Instrumental Version of Janelle Monáe’s “Make Me Feel” Single, YouTube.com
Similarly to Prince’s song, Monáe’s “Make Me Feel” instrumentation primarily consists of the identical funky guitar vamp from “Kiss.” The use of funk is very significant. Throughout the history of funk, it has existed as a very male-dominated genre, with notable funk artists being those such as Rick James, James Brown, and Bootsy Collins. Though Prince was bending gender norms, he still typically identified as a man, and was identified as such by not only the industry, but also fans and critics consuming his music. This certainly gave him an advantage, as women were not always welcomed into the world of funk in the same way as men. Inspired by Prince but also creating her own space in the music industry, Janelle Monáe explicitly utilizes a funky instrumental for her song “Make Me Feel.” However, rather than just completely sampling or covering the instrumental of her mentor and friend Prince, she makes the funk instrumentation her own. She certainly does use many of the same elements from Prince’s “Kiss,” such as the distorted bassline. However, she also adds sound effects, such as tongue-popping noises and techno-inspired snap-like sounds to solidify the song as a piece specific to herself. In comparison to Prince’s success with “Kiss,” “Make Me Feel” only reached #99 on the U.S. Billboard Hot 100 Chart, though it did do better overseas on places such as Belgium and France. However, a few days ago, her album Dirty Computer, which “Make Me Feel” came from, was nominated for Album of the Year for the 2019 Grammy Awards, which is no small feat, especially for Black women in music.

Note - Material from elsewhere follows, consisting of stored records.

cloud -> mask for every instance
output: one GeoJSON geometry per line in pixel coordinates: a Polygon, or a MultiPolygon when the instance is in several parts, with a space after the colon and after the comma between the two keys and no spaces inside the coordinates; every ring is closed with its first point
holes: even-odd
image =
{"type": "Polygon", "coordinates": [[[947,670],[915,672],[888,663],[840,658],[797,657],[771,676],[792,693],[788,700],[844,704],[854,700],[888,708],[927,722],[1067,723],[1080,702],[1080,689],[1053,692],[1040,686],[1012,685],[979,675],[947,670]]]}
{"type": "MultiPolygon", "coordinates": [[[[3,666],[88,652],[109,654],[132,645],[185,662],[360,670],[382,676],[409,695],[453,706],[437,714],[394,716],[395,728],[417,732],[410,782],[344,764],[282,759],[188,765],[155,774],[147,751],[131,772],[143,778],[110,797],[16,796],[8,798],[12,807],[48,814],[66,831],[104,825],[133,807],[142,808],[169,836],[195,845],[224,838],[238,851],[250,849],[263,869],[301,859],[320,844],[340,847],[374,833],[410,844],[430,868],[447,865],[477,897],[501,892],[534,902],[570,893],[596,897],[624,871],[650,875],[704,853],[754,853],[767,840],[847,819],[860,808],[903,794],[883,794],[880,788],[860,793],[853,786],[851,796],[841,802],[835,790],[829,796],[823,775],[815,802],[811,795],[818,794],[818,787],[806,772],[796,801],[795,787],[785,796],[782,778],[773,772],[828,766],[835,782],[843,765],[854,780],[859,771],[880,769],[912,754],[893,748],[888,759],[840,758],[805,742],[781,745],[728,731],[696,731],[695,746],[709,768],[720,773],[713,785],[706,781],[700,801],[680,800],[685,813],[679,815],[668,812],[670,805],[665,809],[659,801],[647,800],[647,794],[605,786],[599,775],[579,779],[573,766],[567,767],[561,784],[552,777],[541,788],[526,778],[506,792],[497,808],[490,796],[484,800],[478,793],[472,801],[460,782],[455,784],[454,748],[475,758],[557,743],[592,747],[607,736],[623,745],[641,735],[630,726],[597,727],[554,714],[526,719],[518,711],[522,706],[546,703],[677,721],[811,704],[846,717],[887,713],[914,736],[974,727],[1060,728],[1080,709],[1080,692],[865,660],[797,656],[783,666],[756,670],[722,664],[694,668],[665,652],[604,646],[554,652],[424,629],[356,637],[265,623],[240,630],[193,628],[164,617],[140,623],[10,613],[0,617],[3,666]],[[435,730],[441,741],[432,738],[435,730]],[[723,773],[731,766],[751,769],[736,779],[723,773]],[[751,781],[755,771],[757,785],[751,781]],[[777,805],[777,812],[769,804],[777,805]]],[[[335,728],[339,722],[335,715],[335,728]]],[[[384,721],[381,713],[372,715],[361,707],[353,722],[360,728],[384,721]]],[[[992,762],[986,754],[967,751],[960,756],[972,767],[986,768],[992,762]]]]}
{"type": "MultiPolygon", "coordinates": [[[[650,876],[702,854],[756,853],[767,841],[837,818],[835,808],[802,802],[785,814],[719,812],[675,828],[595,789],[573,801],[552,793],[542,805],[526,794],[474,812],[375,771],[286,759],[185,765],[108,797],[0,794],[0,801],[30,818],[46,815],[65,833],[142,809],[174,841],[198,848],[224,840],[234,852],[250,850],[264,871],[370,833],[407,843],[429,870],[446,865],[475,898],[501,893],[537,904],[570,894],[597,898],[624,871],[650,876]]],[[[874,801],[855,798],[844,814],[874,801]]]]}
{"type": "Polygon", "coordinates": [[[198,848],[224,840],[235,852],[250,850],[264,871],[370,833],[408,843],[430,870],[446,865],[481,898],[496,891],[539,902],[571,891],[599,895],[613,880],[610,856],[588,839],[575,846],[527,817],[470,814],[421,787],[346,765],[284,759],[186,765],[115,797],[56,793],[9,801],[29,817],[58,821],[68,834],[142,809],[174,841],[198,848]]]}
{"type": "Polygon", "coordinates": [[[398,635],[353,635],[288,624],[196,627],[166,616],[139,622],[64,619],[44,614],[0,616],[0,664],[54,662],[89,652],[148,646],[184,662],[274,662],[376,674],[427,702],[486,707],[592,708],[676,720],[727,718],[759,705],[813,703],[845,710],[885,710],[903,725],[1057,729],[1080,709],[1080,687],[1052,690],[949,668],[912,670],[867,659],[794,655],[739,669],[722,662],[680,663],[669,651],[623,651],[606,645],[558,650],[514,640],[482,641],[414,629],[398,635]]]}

Another great feat is how, though male-dominated, Monáe inscribes herself, and Black women, in the lineage of funk. Her “steady deployment of contemporary studio effects (including autotune and synthesized instruments) distinguishes—in much the same way as does her gender play—her music from Parliament’s “uncut” 1970s funk” (English and Kim 2013, 223). Just as in “Kiss,” there is a climax in the chorus. During the build up to the chorus, there are power chords being played. However, unlike “Kiss,” the texture of the song becomes thinner during the build up, with only the power chords and tongue-popping noises being prevalent. Monáe and Prince claim their sexuality at the exact same moment in the song, as Monáe’s “Make Me Feel” climax mirrors Prince’s moment of proclaimed sexuality and agency. With Prince’s inspiration, Monáe utilizes her instrumentation to challenge and redefine femininity and sexuality for Black women in American society and music.